Giant resource companies like miners and integrated oil behemoths don’t have a great track record of prudently stewarding capital for the benefit of their shareholders.
Quite the opposite — they have a reputation for blowing money in booms and going near-bust in downturns.
I’ve even heard mining bosses accused of ‘being addicted to big holes in the ground’. For oil and gas companies, the equivalent is perhaps platforms and refineries as far as the eye can see, like an environmentalist’s worse nightmare.
Recently, though, the majors have been talking a new game. The bosses at Royal Dutch Shell (LSE: RDSB) (NYSE: RDS-B.US) for example have claimed that returns for shareholders are now their top priority — ahead of the old growth at all costs way of doing business.
It sounds logical, but it’s been hard to square with what the company has actually been doing — which is spending its way towards a $130bn goal for net investments over 2012-2015, including acquisitions as well as capital expenditure.
In October it said it would spend $45bn this year alone!
You can be sure Shell was unsure
All this makes Shell’s recent change of plan in Louisiana so encouraging. The company was set to spend an estimated $20bn on a gas-to-liquid plant, a figure already much higher than previous $12.5bn cost estimate made just a few months ago.
But Shell has changed its mind. Now it’s spending $0 on the project. It’s pulled away from it entirely.
Analysts have been quick to speculate about what this means for US energy prices. There’s a rash of projects under way along the Gulf coast that are set to capitalise on the country’s oil and shale gas bonanza. If Shell thinks the numbers don’t stack up, then presumably it thinks petrol prices are set to fall. Equally, it might be worrying that gas prices won’t go much lower – it didn’t own the gas that would have fed the massive facility (unlike a similar one it’s already built — expensively — in Qatar) so it would have been at the market’s mercy when it comes to the going rate for gas.
All fascinating speculation, but I’m more interested in what it means for Shell.
Shell for shareholders
Put simply, I think this is concrete evidence that the company is serious about pursuing the projects with the highest payoff.
Shell had the financial firepower to push forward with this plant — even $20bn isn’t a terrifically big deal for the company.
It would have been the easiest thing in the world to green-light the project and leave someone else to see how the sums stacked up later. In the ‘get big or go home’ world of the oil giants, that’s long been a default option — especially when you’ve set yourself that whopping $130bn spending goal.
But Shell hasn’t done this. CEO Peter Voser said on revealing the news that it was withdrawing its involvement that:
“We are making tough choices here, focusing our efforts and capital on the most attractive opportunities in our world-wide portfolio, to add value for shareholders.”

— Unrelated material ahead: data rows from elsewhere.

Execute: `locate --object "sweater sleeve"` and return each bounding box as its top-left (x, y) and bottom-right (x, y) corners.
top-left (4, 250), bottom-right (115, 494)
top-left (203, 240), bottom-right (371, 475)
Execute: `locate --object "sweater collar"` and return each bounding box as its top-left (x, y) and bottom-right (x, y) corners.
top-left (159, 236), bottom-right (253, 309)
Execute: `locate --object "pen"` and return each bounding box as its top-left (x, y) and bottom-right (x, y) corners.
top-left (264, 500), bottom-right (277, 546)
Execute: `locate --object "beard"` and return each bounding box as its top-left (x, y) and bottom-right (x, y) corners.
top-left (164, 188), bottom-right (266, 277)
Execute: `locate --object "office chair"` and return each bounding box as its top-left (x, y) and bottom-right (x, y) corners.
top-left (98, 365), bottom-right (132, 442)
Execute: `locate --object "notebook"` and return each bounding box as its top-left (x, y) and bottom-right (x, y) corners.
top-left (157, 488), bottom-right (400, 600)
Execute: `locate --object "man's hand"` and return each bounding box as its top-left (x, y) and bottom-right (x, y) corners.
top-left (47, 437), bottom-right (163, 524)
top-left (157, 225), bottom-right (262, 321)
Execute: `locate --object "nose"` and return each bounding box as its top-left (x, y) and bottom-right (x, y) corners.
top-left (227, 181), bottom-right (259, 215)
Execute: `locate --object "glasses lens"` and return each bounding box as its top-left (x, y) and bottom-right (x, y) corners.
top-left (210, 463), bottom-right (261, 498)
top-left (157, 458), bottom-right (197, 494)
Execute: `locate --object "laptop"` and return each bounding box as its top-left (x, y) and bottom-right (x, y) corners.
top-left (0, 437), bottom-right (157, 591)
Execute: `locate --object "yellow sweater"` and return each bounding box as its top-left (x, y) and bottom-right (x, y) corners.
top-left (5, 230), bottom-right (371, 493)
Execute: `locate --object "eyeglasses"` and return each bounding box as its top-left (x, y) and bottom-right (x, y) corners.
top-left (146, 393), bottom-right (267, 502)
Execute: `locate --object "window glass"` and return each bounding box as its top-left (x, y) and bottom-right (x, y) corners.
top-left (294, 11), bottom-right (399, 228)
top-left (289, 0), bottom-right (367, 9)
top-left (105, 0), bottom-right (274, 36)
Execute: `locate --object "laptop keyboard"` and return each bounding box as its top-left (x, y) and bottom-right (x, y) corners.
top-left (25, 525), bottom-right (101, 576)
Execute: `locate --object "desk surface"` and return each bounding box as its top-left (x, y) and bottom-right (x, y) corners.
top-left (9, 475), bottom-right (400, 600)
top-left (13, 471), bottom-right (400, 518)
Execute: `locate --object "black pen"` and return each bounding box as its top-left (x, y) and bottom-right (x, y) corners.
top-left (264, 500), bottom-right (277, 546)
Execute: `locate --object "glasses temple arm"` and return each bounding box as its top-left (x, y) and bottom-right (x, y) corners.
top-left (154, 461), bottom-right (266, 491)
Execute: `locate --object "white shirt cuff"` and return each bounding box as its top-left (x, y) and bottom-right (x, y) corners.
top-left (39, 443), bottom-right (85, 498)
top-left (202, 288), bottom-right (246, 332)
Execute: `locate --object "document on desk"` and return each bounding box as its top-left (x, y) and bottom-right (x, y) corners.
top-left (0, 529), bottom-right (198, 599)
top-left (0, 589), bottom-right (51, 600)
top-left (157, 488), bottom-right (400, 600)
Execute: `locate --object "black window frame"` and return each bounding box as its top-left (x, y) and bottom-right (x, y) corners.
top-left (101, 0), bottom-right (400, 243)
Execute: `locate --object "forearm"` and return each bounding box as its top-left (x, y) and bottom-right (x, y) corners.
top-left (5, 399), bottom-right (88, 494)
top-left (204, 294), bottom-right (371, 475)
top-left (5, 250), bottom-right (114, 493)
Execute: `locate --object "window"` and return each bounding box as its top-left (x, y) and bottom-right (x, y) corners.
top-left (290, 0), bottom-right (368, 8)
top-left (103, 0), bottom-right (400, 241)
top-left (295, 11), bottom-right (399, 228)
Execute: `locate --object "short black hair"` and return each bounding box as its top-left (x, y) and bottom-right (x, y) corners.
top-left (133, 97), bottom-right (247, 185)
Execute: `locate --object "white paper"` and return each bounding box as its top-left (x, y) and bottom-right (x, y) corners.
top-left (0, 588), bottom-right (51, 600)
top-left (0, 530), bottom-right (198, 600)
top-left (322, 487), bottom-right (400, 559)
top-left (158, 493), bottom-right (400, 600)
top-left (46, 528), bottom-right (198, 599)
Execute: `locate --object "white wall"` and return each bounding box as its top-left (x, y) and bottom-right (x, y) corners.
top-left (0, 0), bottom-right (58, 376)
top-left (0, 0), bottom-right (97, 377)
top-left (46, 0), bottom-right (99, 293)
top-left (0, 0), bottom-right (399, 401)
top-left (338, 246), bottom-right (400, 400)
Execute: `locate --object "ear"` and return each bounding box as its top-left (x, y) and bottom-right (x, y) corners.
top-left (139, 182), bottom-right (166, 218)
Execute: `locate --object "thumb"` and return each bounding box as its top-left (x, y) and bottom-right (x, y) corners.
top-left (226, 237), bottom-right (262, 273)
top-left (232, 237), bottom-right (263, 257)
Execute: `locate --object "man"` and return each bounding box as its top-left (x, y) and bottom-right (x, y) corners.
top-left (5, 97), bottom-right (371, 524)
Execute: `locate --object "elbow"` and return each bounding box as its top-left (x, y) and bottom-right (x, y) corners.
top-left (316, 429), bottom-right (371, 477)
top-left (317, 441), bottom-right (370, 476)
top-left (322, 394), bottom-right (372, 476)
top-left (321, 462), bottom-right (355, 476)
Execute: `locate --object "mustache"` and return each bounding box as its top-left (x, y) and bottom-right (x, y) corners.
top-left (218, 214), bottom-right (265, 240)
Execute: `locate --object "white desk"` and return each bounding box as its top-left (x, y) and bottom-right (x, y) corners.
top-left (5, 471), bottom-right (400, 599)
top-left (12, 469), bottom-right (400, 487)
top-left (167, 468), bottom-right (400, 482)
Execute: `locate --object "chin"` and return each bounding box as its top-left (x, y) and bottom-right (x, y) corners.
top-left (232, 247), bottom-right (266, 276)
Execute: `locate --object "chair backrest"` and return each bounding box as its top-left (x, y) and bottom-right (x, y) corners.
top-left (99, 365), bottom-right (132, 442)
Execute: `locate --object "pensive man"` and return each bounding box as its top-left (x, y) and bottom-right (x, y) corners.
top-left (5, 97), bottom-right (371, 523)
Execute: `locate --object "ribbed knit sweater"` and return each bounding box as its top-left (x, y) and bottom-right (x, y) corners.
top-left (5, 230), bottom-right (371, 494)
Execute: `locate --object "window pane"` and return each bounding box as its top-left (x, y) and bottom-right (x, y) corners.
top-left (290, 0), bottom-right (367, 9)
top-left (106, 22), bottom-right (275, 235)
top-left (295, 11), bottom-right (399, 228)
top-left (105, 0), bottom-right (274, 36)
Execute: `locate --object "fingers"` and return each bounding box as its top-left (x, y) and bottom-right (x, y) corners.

You wouldn’t have thought it’d need saying, but in the world of resource giants it does.
Exxon-erated
So Shell seems to be changing its spots. It already pays a good dividend equivalent to a yield of 5.3%, and almost every day it buys back more of its cheap-looking shares — the company is on a P/E ratio under 9 — which should be accretive to earnings going forward.

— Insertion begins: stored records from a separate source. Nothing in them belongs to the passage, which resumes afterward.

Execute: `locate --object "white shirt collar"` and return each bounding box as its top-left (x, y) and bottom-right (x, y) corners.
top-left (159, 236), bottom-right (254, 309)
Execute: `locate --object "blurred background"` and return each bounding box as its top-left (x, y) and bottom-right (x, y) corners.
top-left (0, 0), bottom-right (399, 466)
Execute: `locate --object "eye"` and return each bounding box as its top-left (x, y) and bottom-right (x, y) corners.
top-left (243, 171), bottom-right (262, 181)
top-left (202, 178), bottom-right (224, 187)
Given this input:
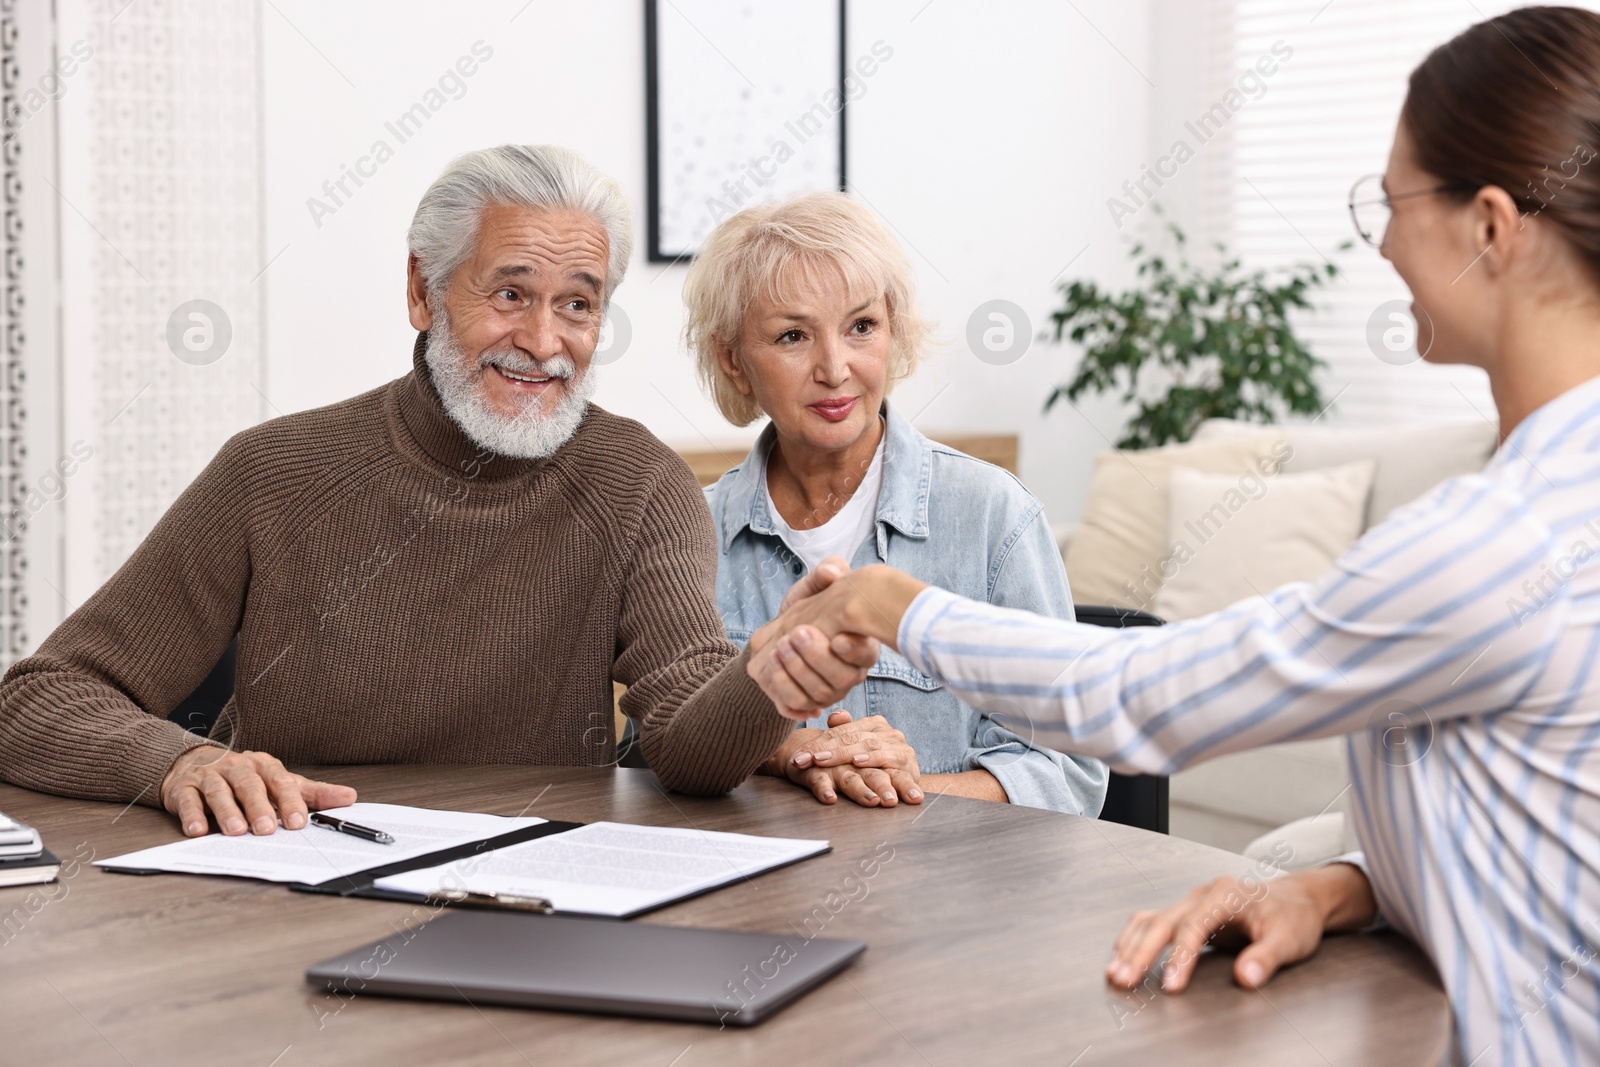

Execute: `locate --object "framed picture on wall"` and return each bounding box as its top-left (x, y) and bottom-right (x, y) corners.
top-left (645, 0), bottom-right (847, 262)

Shell will probably spend much of the $20bn it has freed up here on other projects — it has just got approval from the Canadian government to expand production at its environmentally controversial oil sands project in Alberta, for example. But if it spends it more slowly, and more carefully, that must be a good thing. Caution might not help Shell become the biggest player in the industry, but as shareholders we’re interested at getting the most bangs for our buck.

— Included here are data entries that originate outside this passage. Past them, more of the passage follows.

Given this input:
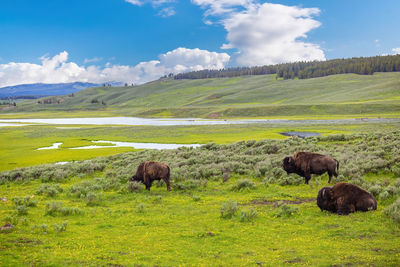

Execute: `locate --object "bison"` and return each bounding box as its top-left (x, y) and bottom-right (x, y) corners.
top-left (317, 182), bottom-right (377, 215)
top-left (282, 152), bottom-right (339, 184)
top-left (130, 161), bottom-right (171, 191)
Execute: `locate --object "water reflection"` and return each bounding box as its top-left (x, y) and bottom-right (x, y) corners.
top-left (37, 140), bottom-right (201, 150)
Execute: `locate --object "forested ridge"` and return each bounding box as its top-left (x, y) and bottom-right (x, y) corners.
top-left (173, 54), bottom-right (400, 80)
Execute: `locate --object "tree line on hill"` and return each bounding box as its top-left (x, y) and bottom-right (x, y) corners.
top-left (172, 54), bottom-right (400, 80)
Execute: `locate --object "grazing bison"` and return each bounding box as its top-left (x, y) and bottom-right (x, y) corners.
top-left (317, 182), bottom-right (377, 215)
top-left (130, 161), bottom-right (171, 191)
top-left (282, 152), bottom-right (339, 184)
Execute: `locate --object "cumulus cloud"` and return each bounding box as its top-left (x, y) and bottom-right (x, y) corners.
top-left (193, 1), bottom-right (326, 66)
top-left (125, 0), bottom-right (144, 5)
top-left (192, 0), bottom-right (252, 16)
top-left (125, 0), bottom-right (176, 17)
top-left (84, 57), bottom-right (103, 64)
top-left (393, 47), bottom-right (400, 54)
top-left (0, 49), bottom-right (230, 87)
top-left (157, 7), bottom-right (176, 17)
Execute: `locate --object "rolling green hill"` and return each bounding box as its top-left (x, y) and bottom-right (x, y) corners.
top-left (3, 72), bottom-right (400, 118)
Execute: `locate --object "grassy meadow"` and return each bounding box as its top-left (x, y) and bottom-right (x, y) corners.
top-left (1, 129), bottom-right (400, 266)
top-left (1, 72), bottom-right (400, 118)
top-left (0, 121), bottom-right (398, 171)
top-left (1, 72), bottom-right (400, 266)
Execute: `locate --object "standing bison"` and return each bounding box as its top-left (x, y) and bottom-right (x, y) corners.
top-left (130, 161), bottom-right (171, 191)
top-left (317, 182), bottom-right (377, 215)
top-left (282, 152), bottom-right (339, 184)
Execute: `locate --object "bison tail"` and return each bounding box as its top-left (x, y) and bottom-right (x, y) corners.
top-left (335, 159), bottom-right (339, 174)
top-left (166, 166), bottom-right (170, 179)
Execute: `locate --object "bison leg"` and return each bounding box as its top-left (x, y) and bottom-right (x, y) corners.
top-left (304, 173), bottom-right (311, 184)
top-left (163, 178), bottom-right (171, 191)
top-left (336, 197), bottom-right (353, 215)
top-left (145, 181), bottom-right (153, 191)
top-left (327, 171), bottom-right (332, 184)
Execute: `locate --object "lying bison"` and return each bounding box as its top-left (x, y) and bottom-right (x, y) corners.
top-left (130, 161), bottom-right (171, 191)
top-left (317, 182), bottom-right (377, 215)
top-left (282, 152), bottom-right (339, 184)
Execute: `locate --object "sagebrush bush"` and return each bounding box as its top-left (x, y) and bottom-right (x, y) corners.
top-left (16, 205), bottom-right (29, 215)
top-left (384, 197), bottom-right (400, 224)
top-left (136, 203), bottom-right (145, 213)
top-left (45, 202), bottom-right (83, 216)
top-left (192, 195), bottom-right (201, 202)
top-left (31, 224), bottom-right (49, 233)
top-left (275, 203), bottom-right (298, 217)
top-left (231, 179), bottom-right (255, 191)
top-left (368, 185), bottom-right (383, 198)
top-left (68, 180), bottom-right (103, 198)
top-left (240, 208), bottom-right (258, 222)
top-left (86, 192), bottom-right (102, 206)
top-left (12, 196), bottom-right (37, 216)
top-left (173, 179), bottom-right (207, 191)
top-left (53, 221), bottom-right (68, 232)
top-left (12, 196), bottom-right (37, 207)
top-left (36, 184), bottom-right (63, 197)
top-left (220, 200), bottom-right (239, 219)
top-left (126, 181), bottom-right (143, 192)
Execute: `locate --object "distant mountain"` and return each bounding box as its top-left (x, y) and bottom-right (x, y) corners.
top-left (0, 82), bottom-right (100, 98)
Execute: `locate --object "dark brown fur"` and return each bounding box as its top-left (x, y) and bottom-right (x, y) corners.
top-left (317, 182), bottom-right (377, 215)
top-left (282, 152), bottom-right (339, 184)
top-left (130, 161), bottom-right (171, 191)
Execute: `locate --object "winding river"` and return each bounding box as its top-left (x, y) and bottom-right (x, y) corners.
top-left (1, 117), bottom-right (399, 126)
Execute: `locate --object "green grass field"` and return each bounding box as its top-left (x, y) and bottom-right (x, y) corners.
top-left (2, 72), bottom-right (400, 118)
top-left (1, 122), bottom-right (398, 171)
top-left (1, 130), bottom-right (400, 266)
top-left (1, 72), bottom-right (400, 266)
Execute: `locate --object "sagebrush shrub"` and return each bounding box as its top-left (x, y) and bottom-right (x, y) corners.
top-left (220, 200), bottom-right (239, 219)
top-left (240, 208), bottom-right (258, 222)
top-left (36, 184), bottom-right (63, 197)
top-left (231, 179), bottom-right (255, 191)
top-left (45, 202), bottom-right (82, 216)
top-left (384, 197), bottom-right (400, 224)
top-left (53, 221), bottom-right (68, 232)
top-left (275, 204), bottom-right (298, 217)
top-left (126, 181), bottom-right (143, 192)
top-left (368, 185), bottom-right (383, 198)
top-left (136, 203), bottom-right (145, 213)
top-left (192, 195), bottom-right (201, 202)
top-left (86, 192), bottom-right (102, 206)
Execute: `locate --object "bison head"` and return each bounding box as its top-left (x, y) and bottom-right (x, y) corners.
top-left (130, 175), bottom-right (143, 182)
top-left (317, 187), bottom-right (336, 212)
top-left (282, 157), bottom-right (296, 174)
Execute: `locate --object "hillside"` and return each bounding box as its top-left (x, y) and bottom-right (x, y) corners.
top-left (3, 72), bottom-right (400, 118)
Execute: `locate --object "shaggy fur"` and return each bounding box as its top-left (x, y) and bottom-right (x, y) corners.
top-left (282, 152), bottom-right (339, 184)
top-left (317, 182), bottom-right (377, 215)
top-left (130, 161), bottom-right (171, 191)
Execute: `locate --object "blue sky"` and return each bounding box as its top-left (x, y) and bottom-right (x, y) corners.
top-left (0, 0), bottom-right (399, 87)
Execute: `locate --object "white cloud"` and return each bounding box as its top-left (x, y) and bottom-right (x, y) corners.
top-left (393, 47), bottom-right (400, 55)
top-left (157, 7), bottom-right (176, 17)
top-left (192, 0), bottom-right (252, 16)
top-left (125, 0), bottom-right (176, 17)
top-left (84, 57), bottom-right (103, 64)
top-left (193, 1), bottom-right (326, 66)
top-left (125, 0), bottom-right (143, 6)
top-left (125, 0), bottom-right (175, 7)
top-left (0, 49), bottom-right (230, 87)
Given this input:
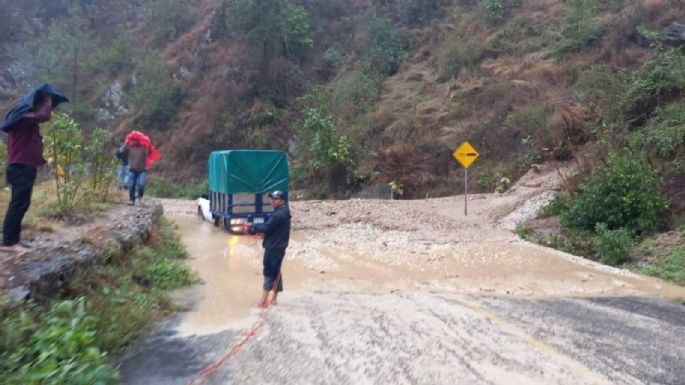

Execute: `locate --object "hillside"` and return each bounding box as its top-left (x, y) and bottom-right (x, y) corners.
top-left (0, 1), bottom-right (682, 197)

Besides, prudent capital allocation hasn’t hurt US rival Exxon Mobile Corporation (NYSE: XOM.US). With a market cap of $418bn, Exxon is the biggest listed company in the US but it’s also got an enviable record of making money for shareholders.
Since the turn of the century, Exxon has achieved an average return on capital of 20.7% (according to figures from CapIQ) compared to the 14.2% posted by Shell. Cancelling the Louisiana project may be a significant step in closing that gap for the British-Dutch giant.